Abstract

Sulfur comprises various compound forms in natural environments and could have played important roles in chemical evolution in the universe. Various soluble organosulfur compounds and inorganic sulfur oxides were identified in the methanol extracts of three carbonaceous chondrites (Murchison, Tagish Lake, and Allende) using high-performance liquid chromatography coupled with high-resolution mass spectrometry. The most abundant S-bearing organic compound was hydroxymethane sulfonic acid (HMSA, HOCH2SO3H), which is reported from a meteorite for the first time, at a concentration of 201 nmol/g in the Murchison meteorite.
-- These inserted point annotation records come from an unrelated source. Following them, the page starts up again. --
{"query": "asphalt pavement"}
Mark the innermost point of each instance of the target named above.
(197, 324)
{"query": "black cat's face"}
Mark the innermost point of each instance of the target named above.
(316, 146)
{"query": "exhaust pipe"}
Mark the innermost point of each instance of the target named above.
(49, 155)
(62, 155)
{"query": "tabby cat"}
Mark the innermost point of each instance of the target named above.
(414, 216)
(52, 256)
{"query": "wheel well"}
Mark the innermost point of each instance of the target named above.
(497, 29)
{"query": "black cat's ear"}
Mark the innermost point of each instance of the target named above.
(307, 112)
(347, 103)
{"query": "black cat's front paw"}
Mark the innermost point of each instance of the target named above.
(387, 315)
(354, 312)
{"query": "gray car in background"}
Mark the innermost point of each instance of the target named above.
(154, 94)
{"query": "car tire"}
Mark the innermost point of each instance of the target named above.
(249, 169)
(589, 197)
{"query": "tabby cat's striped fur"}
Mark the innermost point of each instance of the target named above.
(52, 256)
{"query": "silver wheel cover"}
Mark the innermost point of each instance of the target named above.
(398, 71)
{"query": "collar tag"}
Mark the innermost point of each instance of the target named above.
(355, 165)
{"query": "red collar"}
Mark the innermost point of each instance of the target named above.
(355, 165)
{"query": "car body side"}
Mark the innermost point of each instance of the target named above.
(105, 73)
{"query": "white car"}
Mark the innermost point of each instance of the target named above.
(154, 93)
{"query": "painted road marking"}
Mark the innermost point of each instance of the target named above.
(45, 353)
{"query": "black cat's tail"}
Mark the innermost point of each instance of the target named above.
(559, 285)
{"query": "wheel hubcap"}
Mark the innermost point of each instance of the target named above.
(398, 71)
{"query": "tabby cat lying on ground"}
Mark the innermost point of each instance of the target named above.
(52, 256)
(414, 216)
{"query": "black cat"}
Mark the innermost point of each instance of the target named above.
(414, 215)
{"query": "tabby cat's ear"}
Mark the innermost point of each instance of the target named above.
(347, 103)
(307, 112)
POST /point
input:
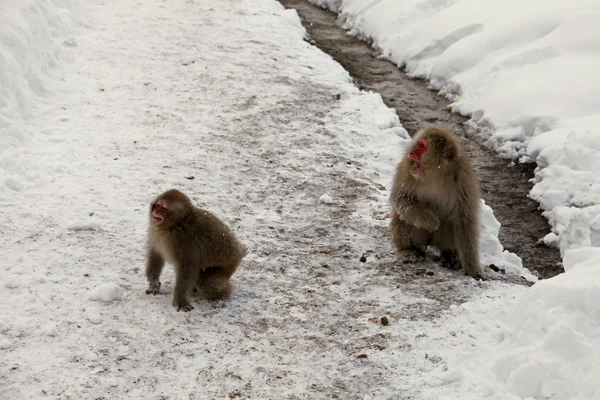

Because HMSA is known to be produced by the reaction of formaldehyde (HCHO) and bisulfite (HSO3–), this result indicates that formaldehyde should be abundant prior to the reaction with HSO3– in the meteorite parent bodies. The bisulfite derivatives of glycolaldehyde and glyceraldehyde were further identified in the methanol extract, suggesting that the formose reaction had proceeded during the aqueous alteration. The finding of these sugar–HSO3– adducts suggests that the formose reaction might have been controlled by the presence of sulfur species in the body. Furthermore, alkylated sulfonic acids (CnH2n+1SO3H) were also present as a series of homologous compounds up to C14 in the Murchison meteorite, even though previous studies found only C1–C4 sulfonic acids. In addition to organosulfur compounds, variable inorganic polysulfur oxides and acids were detected. The abundant S-bearing compounds in the meteorites imply important roles of sulfur in the organic reactions in carbonaceous asteroids.